Patrick Drahi, the owner of European telecoms group Altice, has revealed the company will not bid for Time Warner Cable, as was recently reported in the media. He said this is because his company lacked management resources to digest such a big deal in a market it had only recently entered, Reuters report.
"I didn't follow up on the exchanges we had on Time Warner Cable (TWC) that were mentioned in the media because we were not ready," Mr Drahi told a French parliamentary hearing today (May 27th).

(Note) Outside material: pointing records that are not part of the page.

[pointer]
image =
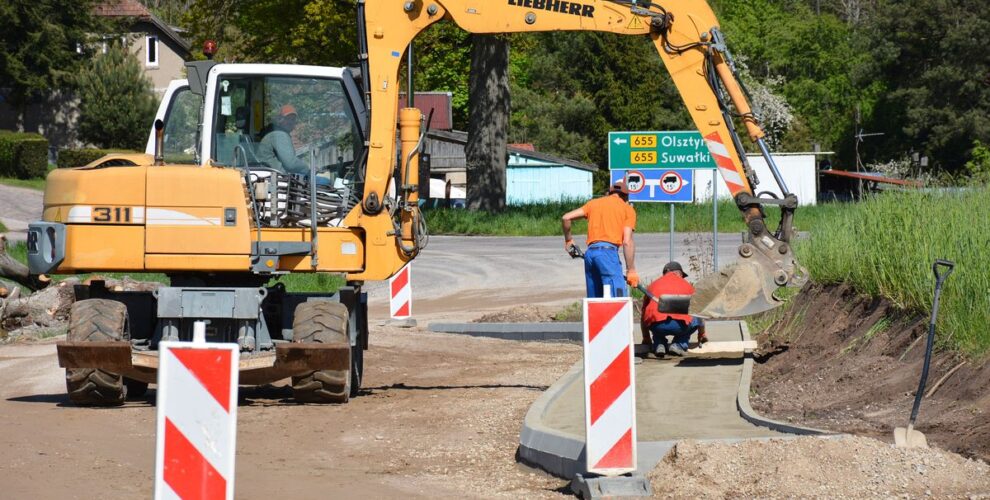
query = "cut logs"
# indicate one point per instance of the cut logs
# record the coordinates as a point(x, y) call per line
point(12, 269)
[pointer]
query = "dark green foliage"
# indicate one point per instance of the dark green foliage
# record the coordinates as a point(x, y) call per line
point(938, 75)
point(23, 156)
point(116, 101)
point(38, 45)
point(570, 89)
point(69, 158)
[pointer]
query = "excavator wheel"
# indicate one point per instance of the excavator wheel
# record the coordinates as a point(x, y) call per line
point(326, 323)
point(95, 320)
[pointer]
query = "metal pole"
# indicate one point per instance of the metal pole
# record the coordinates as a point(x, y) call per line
point(715, 219)
point(671, 232)
point(410, 95)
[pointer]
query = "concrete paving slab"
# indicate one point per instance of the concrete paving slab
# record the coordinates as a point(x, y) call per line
point(705, 399)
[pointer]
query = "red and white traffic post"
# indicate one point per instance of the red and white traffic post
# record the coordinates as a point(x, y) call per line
point(609, 386)
point(400, 293)
point(197, 418)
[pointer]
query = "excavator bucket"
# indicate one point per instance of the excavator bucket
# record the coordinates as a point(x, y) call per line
point(745, 288)
point(736, 291)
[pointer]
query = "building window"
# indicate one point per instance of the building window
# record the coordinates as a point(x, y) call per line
point(151, 51)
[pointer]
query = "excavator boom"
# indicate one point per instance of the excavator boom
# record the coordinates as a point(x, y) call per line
point(687, 38)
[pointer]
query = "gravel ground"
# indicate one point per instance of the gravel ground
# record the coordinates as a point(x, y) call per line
point(850, 467)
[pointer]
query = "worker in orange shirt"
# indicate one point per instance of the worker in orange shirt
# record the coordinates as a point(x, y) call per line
point(670, 288)
point(611, 222)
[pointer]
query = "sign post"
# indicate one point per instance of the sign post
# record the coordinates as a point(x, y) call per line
point(664, 162)
point(715, 219)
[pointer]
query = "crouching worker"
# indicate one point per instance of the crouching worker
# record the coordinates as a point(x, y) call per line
point(670, 317)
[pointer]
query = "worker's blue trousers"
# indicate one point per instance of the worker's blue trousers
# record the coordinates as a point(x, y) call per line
point(679, 329)
point(602, 268)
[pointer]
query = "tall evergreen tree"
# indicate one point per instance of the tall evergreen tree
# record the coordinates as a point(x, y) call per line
point(116, 101)
point(40, 43)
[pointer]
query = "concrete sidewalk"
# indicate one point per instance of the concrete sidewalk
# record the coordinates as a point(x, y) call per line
point(676, 398)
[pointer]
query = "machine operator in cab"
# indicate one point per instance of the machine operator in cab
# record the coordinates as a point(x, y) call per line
point(611, 222)
point(276, 149)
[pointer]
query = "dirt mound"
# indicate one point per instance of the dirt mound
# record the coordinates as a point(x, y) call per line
point(519, 314)
point(852, 467)
point(841, 361)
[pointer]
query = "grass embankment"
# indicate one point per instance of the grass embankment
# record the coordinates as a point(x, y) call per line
point(298, 282)
point(885, 246)
point(37, 184)
point(544, 219)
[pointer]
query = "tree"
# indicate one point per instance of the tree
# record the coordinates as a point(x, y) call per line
point(938, 99)
point(116, 101)
point(38, 45)
point(486, 151)
point(320, 32)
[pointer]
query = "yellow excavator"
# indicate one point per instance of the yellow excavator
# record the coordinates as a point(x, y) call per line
point(257, 171)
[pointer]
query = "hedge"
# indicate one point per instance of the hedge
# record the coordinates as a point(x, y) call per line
point(69, 158)
point(23, 155)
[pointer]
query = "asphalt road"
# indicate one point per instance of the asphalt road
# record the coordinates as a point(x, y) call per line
point(465, 274)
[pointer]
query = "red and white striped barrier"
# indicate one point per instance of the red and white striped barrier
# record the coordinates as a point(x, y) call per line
point(197, 420)
point(400, 293)
point(609, 386)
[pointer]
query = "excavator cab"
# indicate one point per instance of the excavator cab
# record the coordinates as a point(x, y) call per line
point(239, 117)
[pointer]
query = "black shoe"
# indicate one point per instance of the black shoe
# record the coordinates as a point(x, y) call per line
point(659, 351)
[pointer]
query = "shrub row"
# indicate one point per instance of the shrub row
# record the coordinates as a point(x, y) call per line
point(23, 156)
point(69, 158)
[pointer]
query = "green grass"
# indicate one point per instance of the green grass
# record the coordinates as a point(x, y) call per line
point(38, 184)
point(885, 246)
point(318, 282)
point(544, 219)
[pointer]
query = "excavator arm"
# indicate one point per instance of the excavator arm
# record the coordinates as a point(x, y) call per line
point(687, 38)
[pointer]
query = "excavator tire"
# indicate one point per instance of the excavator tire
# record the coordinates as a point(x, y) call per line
point(326, 323)
point(95, 320)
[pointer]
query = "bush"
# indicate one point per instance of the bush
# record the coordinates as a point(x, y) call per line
point(69, 158)
point(23, 156)
point(116, 103)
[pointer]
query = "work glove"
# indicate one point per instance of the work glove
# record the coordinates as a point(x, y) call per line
point(632, 277)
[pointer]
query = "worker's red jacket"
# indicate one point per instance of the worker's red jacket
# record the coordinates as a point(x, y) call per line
point(669, 283)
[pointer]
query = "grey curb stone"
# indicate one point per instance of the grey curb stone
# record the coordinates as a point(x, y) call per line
point(562, 454)
point(556, 331)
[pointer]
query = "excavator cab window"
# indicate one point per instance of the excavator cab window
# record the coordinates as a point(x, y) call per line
point(286, 123)
point(182, 128)
point(280, 129)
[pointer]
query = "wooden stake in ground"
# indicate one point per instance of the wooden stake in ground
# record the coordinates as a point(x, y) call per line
point(12, 269)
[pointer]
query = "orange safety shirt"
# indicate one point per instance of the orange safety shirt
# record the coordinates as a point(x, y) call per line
point(668, 284)
point(607, 217)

He said a deal would have been too much to take on: "We make quick choices and we are ambitious but I won’t grow in a bulimic way and risk the future of my company."

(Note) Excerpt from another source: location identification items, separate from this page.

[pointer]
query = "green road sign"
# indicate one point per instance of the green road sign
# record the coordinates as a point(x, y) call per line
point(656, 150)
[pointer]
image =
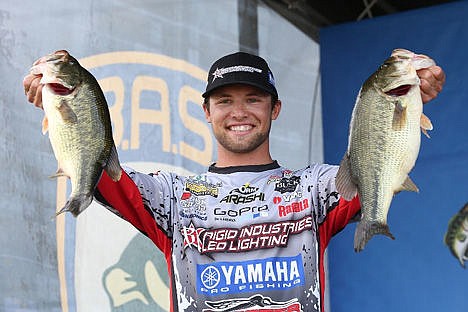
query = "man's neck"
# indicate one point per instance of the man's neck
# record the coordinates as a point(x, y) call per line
point(260, 156)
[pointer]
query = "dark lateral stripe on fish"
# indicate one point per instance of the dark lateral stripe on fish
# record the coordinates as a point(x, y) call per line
point(401, 90)
point(59, 89)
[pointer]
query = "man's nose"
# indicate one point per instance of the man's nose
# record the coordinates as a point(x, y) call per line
point(239, 109)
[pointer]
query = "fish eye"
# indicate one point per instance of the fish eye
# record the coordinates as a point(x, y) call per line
point(461, 237)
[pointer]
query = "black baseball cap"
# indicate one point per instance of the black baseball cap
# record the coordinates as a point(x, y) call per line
point(241, 67)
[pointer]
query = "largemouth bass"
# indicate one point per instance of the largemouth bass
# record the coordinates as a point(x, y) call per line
point(78, 121)
point(384, 140)
point(456, 237)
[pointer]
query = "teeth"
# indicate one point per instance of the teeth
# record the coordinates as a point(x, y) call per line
point(241, 128)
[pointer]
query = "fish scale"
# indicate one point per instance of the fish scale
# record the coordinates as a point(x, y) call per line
point(78, 121)
point(384, 141)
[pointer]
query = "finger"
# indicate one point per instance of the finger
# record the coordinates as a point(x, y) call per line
point(33, 89)
point(428, 90)
point(38, 98)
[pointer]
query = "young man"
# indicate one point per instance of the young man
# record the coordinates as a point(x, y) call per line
point(248, 234)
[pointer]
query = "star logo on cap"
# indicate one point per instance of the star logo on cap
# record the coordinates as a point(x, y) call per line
point(218, 73)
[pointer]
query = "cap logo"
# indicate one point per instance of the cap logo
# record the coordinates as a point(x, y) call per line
point(218, 73)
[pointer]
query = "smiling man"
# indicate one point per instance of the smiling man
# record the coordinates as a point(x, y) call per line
point(248, 234)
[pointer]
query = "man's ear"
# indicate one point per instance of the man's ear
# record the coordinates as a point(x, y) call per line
point(276, 110)
point(207, 112)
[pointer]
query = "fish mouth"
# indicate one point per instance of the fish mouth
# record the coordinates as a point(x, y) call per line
point(399, 91)
point(60, 89)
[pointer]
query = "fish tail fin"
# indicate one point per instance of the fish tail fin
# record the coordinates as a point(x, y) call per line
point(365, 230)
point(112, 167)
point(76, 204)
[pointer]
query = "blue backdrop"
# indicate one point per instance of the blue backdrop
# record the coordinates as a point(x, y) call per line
point(416, 272)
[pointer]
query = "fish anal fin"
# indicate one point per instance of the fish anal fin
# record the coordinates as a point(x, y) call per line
point(112, 167)
point(59, 173)
point(426, 124)
point(343, 181)
point(66, 112)
point(408, 185)
point(45, 125)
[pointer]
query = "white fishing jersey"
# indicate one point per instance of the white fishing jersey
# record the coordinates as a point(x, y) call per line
point(249, 238)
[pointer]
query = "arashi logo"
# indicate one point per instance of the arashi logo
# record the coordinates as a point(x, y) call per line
point(242, 195)
point(268, 274)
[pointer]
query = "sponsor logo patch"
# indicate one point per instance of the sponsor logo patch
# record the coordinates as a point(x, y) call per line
point(220, 278)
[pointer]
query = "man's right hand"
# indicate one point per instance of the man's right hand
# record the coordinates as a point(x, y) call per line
point(33, 89)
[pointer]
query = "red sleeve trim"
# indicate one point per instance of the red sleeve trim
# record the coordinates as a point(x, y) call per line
point(335, 221)
point(125, 197)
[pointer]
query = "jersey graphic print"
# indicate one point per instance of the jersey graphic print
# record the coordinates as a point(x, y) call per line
point(242, 240)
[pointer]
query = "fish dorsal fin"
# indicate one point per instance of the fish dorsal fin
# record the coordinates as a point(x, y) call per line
point(409, 185)
point(67, 114)
point(112, 167)
point(45, 125)
point(343, 181)
point(426, 124)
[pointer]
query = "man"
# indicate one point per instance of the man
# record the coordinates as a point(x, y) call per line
point(248, 234)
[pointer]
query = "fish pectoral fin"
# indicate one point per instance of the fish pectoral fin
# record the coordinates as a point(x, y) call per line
point(58, 173)
point(408, 185)
point(67, 114)
point(45, 125)
point(112, 167)
point(426, 124)
point(399, 116)
point(343, 181)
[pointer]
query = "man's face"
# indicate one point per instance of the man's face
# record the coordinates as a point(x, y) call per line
point(241, 117)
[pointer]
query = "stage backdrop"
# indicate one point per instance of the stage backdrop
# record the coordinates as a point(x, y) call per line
point(415, 272)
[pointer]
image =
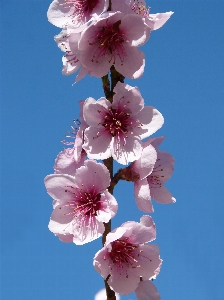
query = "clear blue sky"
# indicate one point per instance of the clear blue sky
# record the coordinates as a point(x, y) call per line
point(184, 80)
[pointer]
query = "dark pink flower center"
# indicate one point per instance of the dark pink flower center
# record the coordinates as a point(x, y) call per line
point(109, 40)
point(84, 204)
point(139, 8)
point(123, 252)
point(81, 8)
point(116, 122)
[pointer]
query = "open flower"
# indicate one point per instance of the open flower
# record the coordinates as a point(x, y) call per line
point(153, 21)
point(149, 174)
point(63, 13)
point(117, 129)
point(125, 257)
point(81, 203)
point(113, 40)
point(68, 42)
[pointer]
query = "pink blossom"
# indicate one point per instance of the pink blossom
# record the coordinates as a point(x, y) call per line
point(101, 295)
point(146, 290)
point(151, 176)
point(125, 257)
point(68, 42)
point(64, 13)
point(153, 21)
point(117, 129)
point(81, 203)
point(113, 40)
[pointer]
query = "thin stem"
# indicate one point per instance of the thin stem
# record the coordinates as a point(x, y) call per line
point(108, 91)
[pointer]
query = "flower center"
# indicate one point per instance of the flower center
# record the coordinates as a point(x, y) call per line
point(109, 40)
point(139, 8)
point(123, 252)
point(84, 204)
point(116, 122)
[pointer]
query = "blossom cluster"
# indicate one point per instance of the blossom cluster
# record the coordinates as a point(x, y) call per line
point(99, 36)
point(94, 38)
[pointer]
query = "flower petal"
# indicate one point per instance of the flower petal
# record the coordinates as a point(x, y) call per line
point(142, 195)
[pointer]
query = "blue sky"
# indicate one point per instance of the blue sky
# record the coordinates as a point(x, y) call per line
point(184, 80)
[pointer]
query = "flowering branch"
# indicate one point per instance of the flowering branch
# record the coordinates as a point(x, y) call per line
point(98, 37)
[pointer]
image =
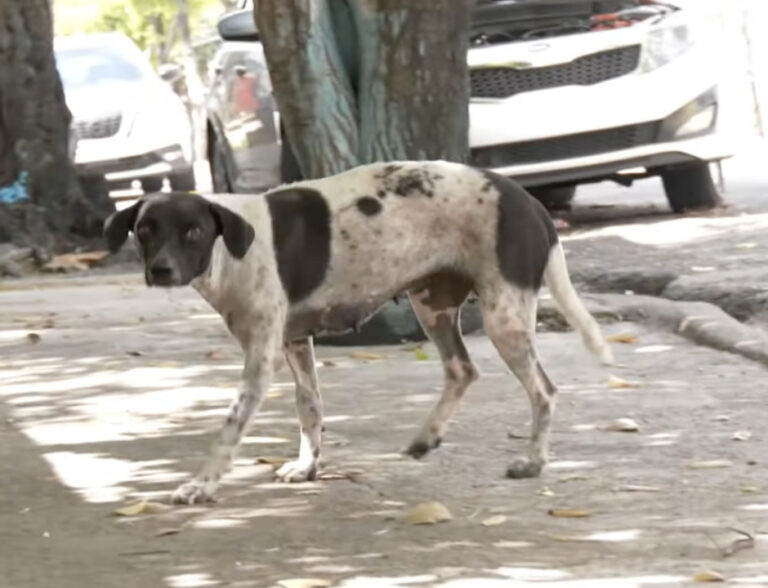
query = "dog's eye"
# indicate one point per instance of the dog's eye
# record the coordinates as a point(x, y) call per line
point(143, 231)
point(193, 234)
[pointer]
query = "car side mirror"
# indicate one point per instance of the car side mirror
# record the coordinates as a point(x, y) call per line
point(168, 72)
point(238, 26)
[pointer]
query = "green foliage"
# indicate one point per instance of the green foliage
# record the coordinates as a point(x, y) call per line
point(150, 23)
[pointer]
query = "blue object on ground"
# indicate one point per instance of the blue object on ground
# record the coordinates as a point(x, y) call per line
point(15, 192)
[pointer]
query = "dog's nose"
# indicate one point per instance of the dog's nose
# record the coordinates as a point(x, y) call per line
point(161, 272)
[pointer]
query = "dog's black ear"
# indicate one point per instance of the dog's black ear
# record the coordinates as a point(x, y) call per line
point(238, 234)
point(116, 227)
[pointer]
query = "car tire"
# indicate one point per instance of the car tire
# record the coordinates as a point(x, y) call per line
point(183, 181)
point(554, 197)
point(690, 187)
point(154, 184)
point(218, 165)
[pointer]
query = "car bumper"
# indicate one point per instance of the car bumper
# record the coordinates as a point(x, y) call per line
point(157, 162)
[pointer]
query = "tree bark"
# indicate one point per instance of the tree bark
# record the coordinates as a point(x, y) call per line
point(358, 81)
point(34, 134)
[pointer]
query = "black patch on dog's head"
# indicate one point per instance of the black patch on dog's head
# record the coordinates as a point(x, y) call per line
point(524, 233)
point(175, 234)
point(368, 206)
point(301, 232)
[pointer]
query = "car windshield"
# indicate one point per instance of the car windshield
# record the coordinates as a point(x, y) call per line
point(80, 68)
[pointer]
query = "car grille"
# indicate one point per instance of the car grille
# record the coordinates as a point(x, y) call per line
point(502, 82)
point(567, 146)
point(98, 128)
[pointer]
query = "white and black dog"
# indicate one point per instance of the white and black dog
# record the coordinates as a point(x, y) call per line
point(323, 255)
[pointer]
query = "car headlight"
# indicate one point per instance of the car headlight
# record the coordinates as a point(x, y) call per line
point(665, 45)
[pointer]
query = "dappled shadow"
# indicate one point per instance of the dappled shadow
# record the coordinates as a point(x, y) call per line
point(119, 408)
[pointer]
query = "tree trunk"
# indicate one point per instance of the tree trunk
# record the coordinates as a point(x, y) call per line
point(358, 81)
point(34, 134)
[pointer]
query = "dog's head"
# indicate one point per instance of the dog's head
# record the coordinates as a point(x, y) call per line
point(175, 234)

People familiar with Altice’s thinking told the Financial Times last week that Mr Drahi had been serious in his pursuit of TWC, the second-largest US cable group behind Comcast. They said Altice had lined up financing from banks to support a possible bid.
Altice on a deal spree
Instead, US number three cable group Charter Communications agreed yesterday to buy TWC for $56 billion (£36.5 billion).

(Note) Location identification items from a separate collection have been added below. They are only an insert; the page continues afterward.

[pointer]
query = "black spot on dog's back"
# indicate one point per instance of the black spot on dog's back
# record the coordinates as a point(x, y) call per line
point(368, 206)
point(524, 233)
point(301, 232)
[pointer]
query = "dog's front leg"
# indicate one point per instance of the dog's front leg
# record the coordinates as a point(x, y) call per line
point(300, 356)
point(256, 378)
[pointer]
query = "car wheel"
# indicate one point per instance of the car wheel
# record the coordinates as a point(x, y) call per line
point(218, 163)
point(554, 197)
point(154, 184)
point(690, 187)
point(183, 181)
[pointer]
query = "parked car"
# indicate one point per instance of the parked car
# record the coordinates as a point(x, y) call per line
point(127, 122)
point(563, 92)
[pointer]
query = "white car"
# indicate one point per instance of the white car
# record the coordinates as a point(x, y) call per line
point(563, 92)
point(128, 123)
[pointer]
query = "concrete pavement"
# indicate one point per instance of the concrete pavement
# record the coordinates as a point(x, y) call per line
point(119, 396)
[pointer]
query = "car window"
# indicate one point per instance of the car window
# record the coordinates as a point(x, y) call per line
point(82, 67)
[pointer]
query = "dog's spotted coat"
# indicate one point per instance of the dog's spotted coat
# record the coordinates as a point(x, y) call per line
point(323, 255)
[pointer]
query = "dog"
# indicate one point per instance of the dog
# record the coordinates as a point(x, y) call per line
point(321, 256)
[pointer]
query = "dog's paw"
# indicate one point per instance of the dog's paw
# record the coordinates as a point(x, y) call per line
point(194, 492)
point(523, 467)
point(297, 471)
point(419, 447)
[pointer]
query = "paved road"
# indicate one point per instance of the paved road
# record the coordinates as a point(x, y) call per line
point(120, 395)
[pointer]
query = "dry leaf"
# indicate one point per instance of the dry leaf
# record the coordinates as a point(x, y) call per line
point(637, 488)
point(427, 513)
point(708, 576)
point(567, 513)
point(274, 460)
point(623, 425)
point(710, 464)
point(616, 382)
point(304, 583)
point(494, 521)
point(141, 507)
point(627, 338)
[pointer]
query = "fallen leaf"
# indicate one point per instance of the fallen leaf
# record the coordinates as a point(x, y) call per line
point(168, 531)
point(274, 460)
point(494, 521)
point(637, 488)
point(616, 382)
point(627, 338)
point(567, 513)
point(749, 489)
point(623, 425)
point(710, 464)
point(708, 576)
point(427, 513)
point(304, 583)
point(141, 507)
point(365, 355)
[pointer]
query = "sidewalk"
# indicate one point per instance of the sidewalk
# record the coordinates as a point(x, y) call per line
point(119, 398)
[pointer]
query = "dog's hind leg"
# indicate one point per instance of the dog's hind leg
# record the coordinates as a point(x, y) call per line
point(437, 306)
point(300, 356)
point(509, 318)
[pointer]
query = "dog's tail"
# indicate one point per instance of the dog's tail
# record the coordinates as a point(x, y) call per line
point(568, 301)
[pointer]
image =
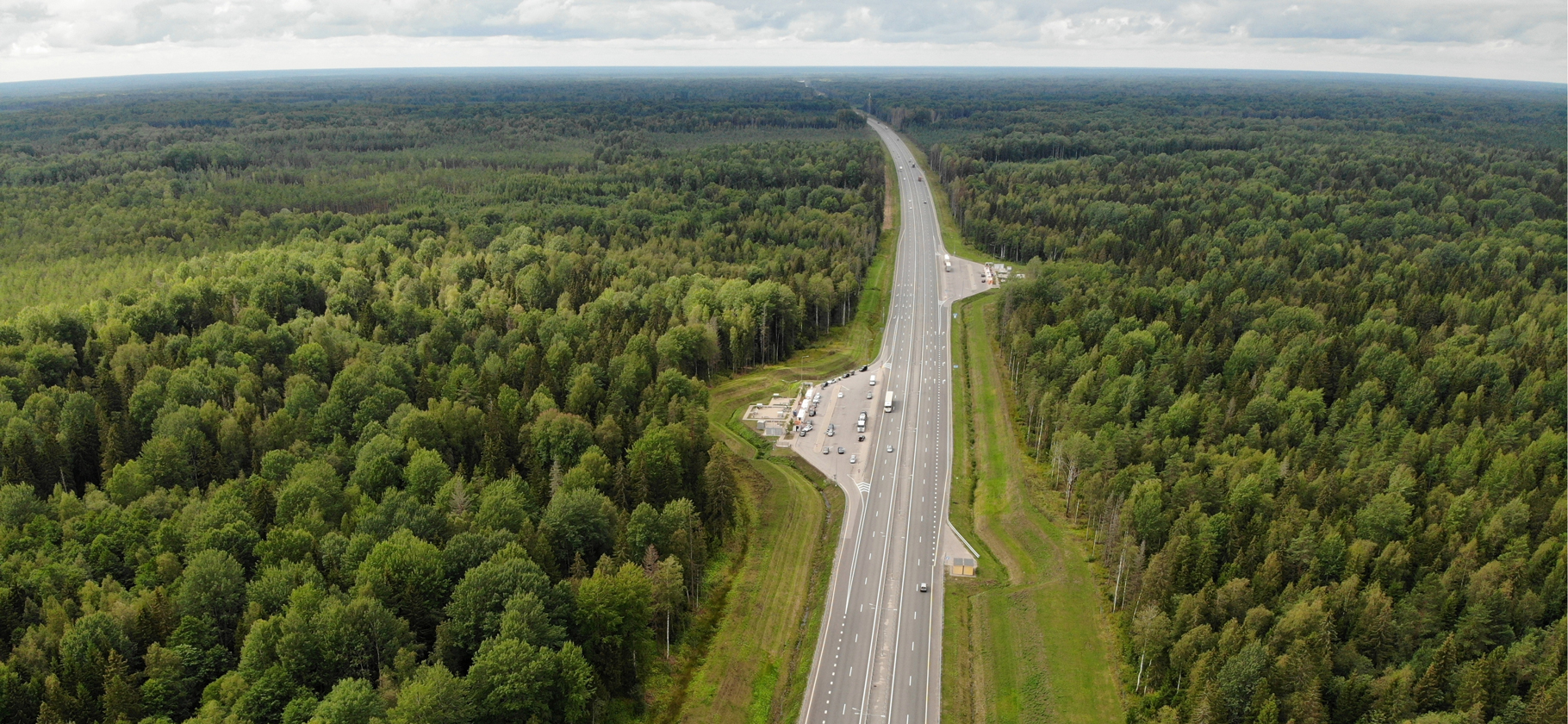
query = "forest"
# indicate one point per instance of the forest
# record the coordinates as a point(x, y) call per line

Altice has bought several telecom and cable companies in a 36-billion-euro deal spree in the past 18 months. It has recently purchased US regional cable firm Suddenlink Communications for $9.1 billion. The company is planning to earn half of its revenue in the United States in a bid to diversify risk.
The group is the parent company of French cable operator Numericable, and has already invested in 2014 in daily newspaper Libération. Patrick Drahi also masterminded Numericable's acquisition of larger mobile rival SFR and is in the process of acquiring Portugal Telecom.
Since it first listed last year, Altice’s share price has gone up 320 per cent and the group has a market capitalisation of just under €30 billion.